I am neither black nor poor. Which is why the story of how the American system of justice has been corrupted to line the pockets of corporate America was such a shock and a surprise to me.
An excellent comment by Roadbed Guy to yesterday’s excellent diary by Phoebe Loosinhouse about the dangers of being Michael Brown in Ferguson led me to this outstanding article from the New Yorker by Sarah Stillman about the criminalization of poverty in America.
It’s a long article, but it should be required reading for anyone who wants to understand the justice system in America and what it has become. Private corporations now incarcerate convicted criminals and monitor thousands of Americans on probation or parole, and the numbers are growing.
As an idealistic white middle class boy growing up in the Midwest, I learned to respect the American justice system. It was blind and fair, I was taught, and so I thought. Sometimes it made mistakes, but in general it got it right most of the time, and it worked in spite of bias, wealth, influence, politics, whatever.
So imagine my surprise to learn that poor folks, mostly black it seems, all across America are being set up to fail over and over again for petty crimes – driving without a license, minor drug offenses, jaywalking, being 5 minutes late to a court date – and that they then fall into the privatized justice system that extorts thousands of dollars in fines, fees, and court costs.
The industry aims to shift the financial burden of probation directly onto probationers. Often, this means charging petty offenders—such as those with traffic debts—for a government service that was once provided for free. These probationers aren’t just paying a court-ordered fine; they’re typically paying an ever-growing share of the court’s administrative expenses, as well as a separate fee to the for-profit company that supervises their probation and enforces a payment schedule—a consolidated weekly or monthly set of charges divided between the court and the company. The system is known as “offender-funded” justice.
This “justice” system has been seriously compromised by the trend to privatize the criminal justice system in America. Once a criminal is convicted and turned over to a private justice provider, if they can’t pay, their relatives are called. And if they still can’t pay, they can set up installment payments that guarantee that they will be poor – forever.

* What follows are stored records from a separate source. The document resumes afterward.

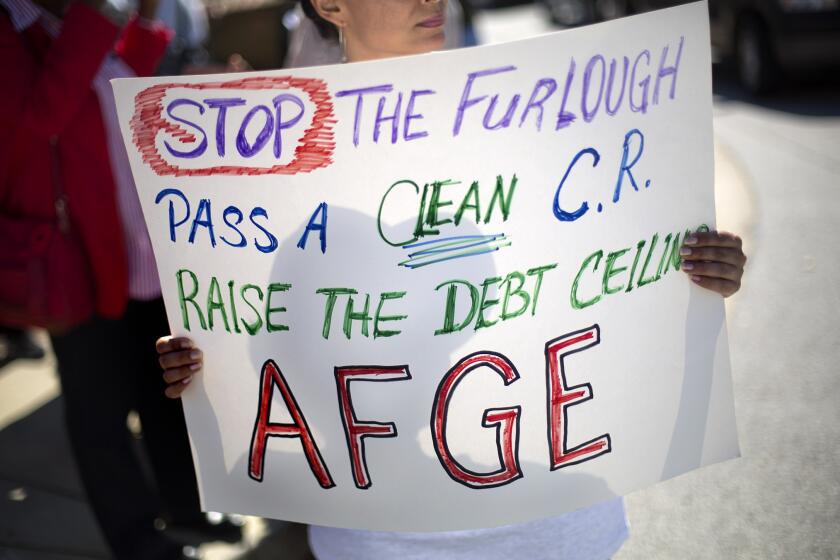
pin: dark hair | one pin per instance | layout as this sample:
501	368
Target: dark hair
325	29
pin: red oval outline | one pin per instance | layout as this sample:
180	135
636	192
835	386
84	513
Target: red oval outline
314	150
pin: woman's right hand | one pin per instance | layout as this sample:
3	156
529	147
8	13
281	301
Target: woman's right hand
180	360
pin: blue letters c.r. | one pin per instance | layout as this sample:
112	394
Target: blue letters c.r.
561	214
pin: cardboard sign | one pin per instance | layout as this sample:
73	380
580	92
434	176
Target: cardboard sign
443	291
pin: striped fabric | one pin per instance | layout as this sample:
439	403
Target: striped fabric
143	282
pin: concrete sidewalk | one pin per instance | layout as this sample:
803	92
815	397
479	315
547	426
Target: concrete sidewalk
43	512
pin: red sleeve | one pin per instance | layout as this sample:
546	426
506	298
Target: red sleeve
142	45
44	105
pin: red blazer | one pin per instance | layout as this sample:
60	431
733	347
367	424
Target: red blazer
50	96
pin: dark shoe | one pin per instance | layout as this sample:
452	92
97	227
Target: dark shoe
19	345
201	530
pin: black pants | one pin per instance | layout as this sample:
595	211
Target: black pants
107	368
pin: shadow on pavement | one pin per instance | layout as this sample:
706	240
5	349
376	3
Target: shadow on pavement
43	512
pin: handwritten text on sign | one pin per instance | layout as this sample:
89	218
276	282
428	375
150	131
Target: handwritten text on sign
441	292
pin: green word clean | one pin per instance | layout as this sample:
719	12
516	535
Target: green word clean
512	297
603	274
215	305
440	198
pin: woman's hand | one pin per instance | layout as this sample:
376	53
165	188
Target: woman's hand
180	361
714	260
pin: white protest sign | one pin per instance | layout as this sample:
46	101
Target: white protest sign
442	292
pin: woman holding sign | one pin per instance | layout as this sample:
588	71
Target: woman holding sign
376	29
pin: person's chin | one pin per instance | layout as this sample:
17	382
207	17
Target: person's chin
432	41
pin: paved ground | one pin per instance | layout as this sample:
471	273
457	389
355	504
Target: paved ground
778	177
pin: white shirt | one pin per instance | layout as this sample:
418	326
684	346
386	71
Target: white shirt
593	533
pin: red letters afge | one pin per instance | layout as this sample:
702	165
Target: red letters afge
560	397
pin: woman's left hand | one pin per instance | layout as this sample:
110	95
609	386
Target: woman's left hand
714	260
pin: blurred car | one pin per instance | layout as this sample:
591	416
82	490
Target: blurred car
768	38
765	38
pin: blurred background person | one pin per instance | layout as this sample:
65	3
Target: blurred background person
63	159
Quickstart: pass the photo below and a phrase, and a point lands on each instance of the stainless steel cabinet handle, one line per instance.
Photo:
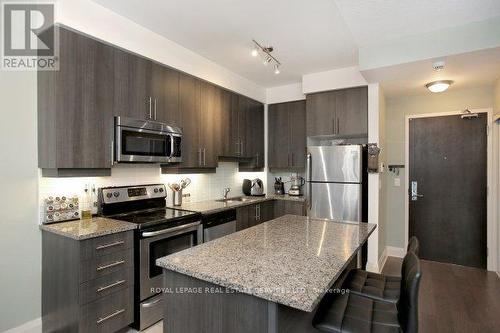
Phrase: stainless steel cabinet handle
(150, 106)
(152, 303)
(117, 283)
(308, 177)
(169, 230)
(112, 152)
(155, 108)
(113, 264)
(105, 246)
(114, 314)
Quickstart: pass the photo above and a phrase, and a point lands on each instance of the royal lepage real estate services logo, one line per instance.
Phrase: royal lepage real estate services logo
(29, 39)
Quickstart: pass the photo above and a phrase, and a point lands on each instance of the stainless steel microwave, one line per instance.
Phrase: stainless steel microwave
(146, 141)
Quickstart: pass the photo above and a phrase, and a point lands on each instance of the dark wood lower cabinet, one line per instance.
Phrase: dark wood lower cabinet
(284, 207)
(83, 287)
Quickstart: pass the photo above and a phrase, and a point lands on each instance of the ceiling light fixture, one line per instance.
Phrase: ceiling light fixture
(438, 86)
(267, 56)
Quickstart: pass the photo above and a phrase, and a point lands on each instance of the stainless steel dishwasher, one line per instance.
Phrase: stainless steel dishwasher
(218, 224)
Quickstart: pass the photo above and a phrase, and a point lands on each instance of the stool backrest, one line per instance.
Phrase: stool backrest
(408, 300)
(413, 245)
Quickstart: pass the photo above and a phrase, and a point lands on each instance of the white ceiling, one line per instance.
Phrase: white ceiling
(308, 36)
(466, 70)
(376, 21)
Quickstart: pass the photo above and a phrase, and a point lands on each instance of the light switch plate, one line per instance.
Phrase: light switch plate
(397, 181)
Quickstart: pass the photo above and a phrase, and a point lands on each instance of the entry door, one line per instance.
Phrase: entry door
(448, 209)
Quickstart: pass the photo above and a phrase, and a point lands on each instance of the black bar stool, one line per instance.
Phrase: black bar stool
(358, 314)
(378, 286)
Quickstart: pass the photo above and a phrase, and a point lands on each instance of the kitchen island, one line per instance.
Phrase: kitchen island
(268, 278)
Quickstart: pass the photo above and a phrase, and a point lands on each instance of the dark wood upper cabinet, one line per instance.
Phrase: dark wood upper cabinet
(320, 114)
(351, 109)
(229, 137)
(341, 113)
(75, 120)
(165, 94)
(97, 82)
(210, 124)
(190, 106)
(287, 135)
(132, 86)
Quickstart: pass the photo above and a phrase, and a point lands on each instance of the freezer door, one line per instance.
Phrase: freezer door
(340, 202)
(340, 164)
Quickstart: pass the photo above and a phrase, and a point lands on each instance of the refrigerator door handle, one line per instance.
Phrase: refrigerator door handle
(308, 177)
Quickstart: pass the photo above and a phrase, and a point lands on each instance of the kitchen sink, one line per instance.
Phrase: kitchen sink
(236, 199)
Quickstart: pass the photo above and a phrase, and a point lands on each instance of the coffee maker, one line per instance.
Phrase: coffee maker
(297, 184)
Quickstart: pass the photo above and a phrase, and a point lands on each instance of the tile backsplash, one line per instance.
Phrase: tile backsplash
(202, 187)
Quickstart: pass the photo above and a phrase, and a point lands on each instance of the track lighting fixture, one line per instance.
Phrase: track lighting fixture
(267, 57)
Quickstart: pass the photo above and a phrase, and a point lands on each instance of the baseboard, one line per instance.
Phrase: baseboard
(34, 326)
(393, 251)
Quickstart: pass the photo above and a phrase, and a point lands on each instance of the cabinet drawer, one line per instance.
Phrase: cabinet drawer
(106, 285)
(104, 245)
(108, 314)
(100, 266)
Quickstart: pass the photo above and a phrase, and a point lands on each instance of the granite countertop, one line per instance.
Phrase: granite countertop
(212, 206)
(291, 260)
(88, 228)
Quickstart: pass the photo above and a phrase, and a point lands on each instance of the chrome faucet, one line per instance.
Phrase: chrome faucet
(226, 191)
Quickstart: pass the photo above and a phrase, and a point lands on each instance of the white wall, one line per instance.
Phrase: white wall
(286, 93)
(333, 79)
(104, 24)
(20, 247)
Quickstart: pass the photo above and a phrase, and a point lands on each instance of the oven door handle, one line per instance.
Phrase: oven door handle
(169, 230)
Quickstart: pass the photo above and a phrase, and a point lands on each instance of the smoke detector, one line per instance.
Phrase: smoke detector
(438, 65)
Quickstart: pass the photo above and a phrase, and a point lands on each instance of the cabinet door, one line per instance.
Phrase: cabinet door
(297, 142)
(84, 103)
(132, 86)
(279, 208)
(189, 106)
(210, 124)
(294, 207)
(229, 122)
(253, 132)
(266, 211)
(279, 132)
(165, 93)
(351, 109)
(244, 131)
(320, 114)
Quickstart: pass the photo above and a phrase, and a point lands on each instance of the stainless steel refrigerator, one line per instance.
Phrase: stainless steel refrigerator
(336, 182)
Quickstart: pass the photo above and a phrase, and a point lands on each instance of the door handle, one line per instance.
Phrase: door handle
(150, 106)
(308, 177)
(155, 108)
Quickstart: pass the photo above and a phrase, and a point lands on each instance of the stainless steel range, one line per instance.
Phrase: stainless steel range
(161, 231)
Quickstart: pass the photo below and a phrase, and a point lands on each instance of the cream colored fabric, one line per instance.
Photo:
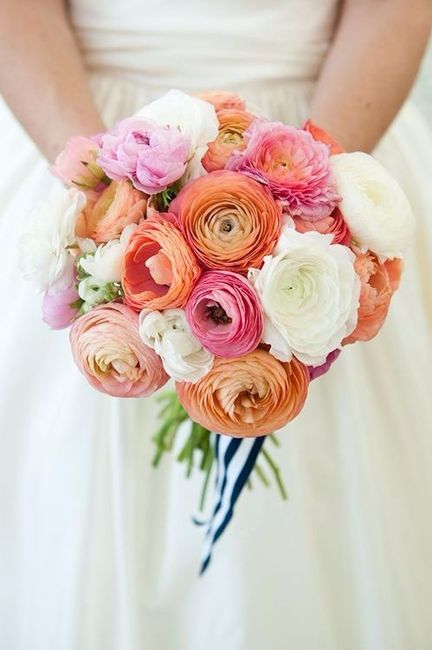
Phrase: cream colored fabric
(97, 549)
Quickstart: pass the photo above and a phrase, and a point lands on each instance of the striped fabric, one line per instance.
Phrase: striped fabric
(235, 459)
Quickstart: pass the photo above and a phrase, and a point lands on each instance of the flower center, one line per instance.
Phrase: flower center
(218, 314)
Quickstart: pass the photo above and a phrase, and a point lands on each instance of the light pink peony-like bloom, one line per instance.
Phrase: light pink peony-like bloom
(56, 305)
(225, 314)
(150, 155)
(318, 371)
(334, 225)
(76, 164)
(292, 164)
(108, 350)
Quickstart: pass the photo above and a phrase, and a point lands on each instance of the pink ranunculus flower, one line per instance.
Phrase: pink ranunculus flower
(76, 164)
(292, 164)
(108, 350)
(334, 225)
(318, 371)
(225, 314)
(150, 155)
(57, 302)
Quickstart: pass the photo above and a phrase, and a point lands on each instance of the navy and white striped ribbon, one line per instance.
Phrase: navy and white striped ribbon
(235, 458)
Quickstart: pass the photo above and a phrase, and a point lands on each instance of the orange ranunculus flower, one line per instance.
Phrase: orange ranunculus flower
(229, 220)
(378, 283)
(159, 270)
(322, 136)
(248, 396)
(222, 99)
(233, 123)
(104, 217)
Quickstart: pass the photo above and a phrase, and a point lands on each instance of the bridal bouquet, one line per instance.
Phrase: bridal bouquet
(237, 256)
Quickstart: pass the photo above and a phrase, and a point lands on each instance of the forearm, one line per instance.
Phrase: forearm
(42, 77)
(370, 68)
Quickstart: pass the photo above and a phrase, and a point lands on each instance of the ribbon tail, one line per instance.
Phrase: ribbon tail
(235, 459)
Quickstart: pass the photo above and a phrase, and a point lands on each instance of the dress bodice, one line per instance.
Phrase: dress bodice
(197, 44)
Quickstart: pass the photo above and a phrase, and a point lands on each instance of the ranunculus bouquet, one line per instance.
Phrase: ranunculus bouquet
(234, 255)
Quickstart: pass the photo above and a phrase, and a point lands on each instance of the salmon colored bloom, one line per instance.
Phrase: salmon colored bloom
(108, 350)
(248, 396)
(222, 99)
(229, 220)
(322, 136)
(233, 122)
(334, 225)
(378, 283)
(118, 206)
(76, 164)
(159, 269)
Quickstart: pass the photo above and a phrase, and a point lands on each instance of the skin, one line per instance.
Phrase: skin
(365, 79)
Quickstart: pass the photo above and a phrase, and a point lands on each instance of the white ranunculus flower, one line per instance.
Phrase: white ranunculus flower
(195, 119)
(92, 292)
(310, 295)
(105, 264)
(373, 204)
(168, 333)
(43, 249)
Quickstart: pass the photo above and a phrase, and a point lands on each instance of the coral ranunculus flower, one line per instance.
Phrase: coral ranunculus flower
(293, 165)
(229, 220)
(378, 283)
(108, 350)
(118, 206)
(322, 136)
(232, 124)
(222, 99)
(248, 396)
(225, 314)
(159, 269)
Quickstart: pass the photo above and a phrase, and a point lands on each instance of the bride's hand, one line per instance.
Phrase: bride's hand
(42, 76)
(370, 68)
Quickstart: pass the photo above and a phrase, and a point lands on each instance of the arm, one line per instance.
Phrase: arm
(42, 77)
(370, 68)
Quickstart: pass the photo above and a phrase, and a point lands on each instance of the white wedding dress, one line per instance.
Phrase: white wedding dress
(98, 551)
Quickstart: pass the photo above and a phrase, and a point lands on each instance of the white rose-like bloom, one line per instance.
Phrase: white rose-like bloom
(310, 294)
(168, 333)
(195, 119)
(43, 249)
(373, 204)
(105, 265)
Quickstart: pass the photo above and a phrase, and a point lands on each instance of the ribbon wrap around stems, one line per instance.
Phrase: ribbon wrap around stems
(235, 458)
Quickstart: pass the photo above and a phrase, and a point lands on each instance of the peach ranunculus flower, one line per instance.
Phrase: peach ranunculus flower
(108, 350)
(233, 122)
(222, 99)
(229, 220)
(118, 206)
(379, 280)
(334, 225)
(248, 396)
(159, 269)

Last fall, I spoke with Jack Long, a Georgia attorney who filed a habeas petition on behalf of a client who, after stealing a two-dollar can of beer from a convenience store, was ordered to spend a year wearing an ankle bracelet operated by a company called Sentinel Offender Services. The man wound up owing more than a thousand dollars to the company in fees and late-payment penalties, and started selling his blood plasma to keep pace. It wasn’t enough. Eventually, a judge whose court had an exclusive contract with Sentinel jailed him for the unpaid fees.
When private corporations are paid to incarcerate convicts and monitor parolees, then there is no incentive to ever terminate their sentences, and plenty of incentive to make sure they stay in the system.
With municipal budgets under enormous strain across the country, the industry has also pitched itself as a source of revenue for small courts. “If your municipality is looking to reduce incarceration rates and to increase the collection of fines and court costs in the municipal court, please give our office a call today,” the Georgia-based Freedom Probation Services advertises. In return for an exclusive contract with a municipality, companies like Freedom Probation offer their services to courts for free. The private-probation business has established a presence in such states as Utah, Missouri, Montana, and Colorado, although its home remains in the Cotton Belt.
Many states are forced to rely on the private justice providers due to cutbacks in budgets. And – surprise, surprise – the trend is most pronounced in rural America where the poor have ironically become a major source of income for the courts.
Within the private corrections industry, “alternatives to incarceration”—including probation services and halfway houses—used to be regarded as an afterthought. The size of America’s incarcerated population more than quadrupled in the three decades since 1980, and, in time, the private sector seized an immensely lucrative opportunity; between 1990 and 2009, the number of inmates in private prisons increased seventeen-fold, and revenues for the largest private-prison firm, Corrections Corporation of America (C.C.A.), reached $1.7 billion.
Incarcerating the poor has become a growth industry in America.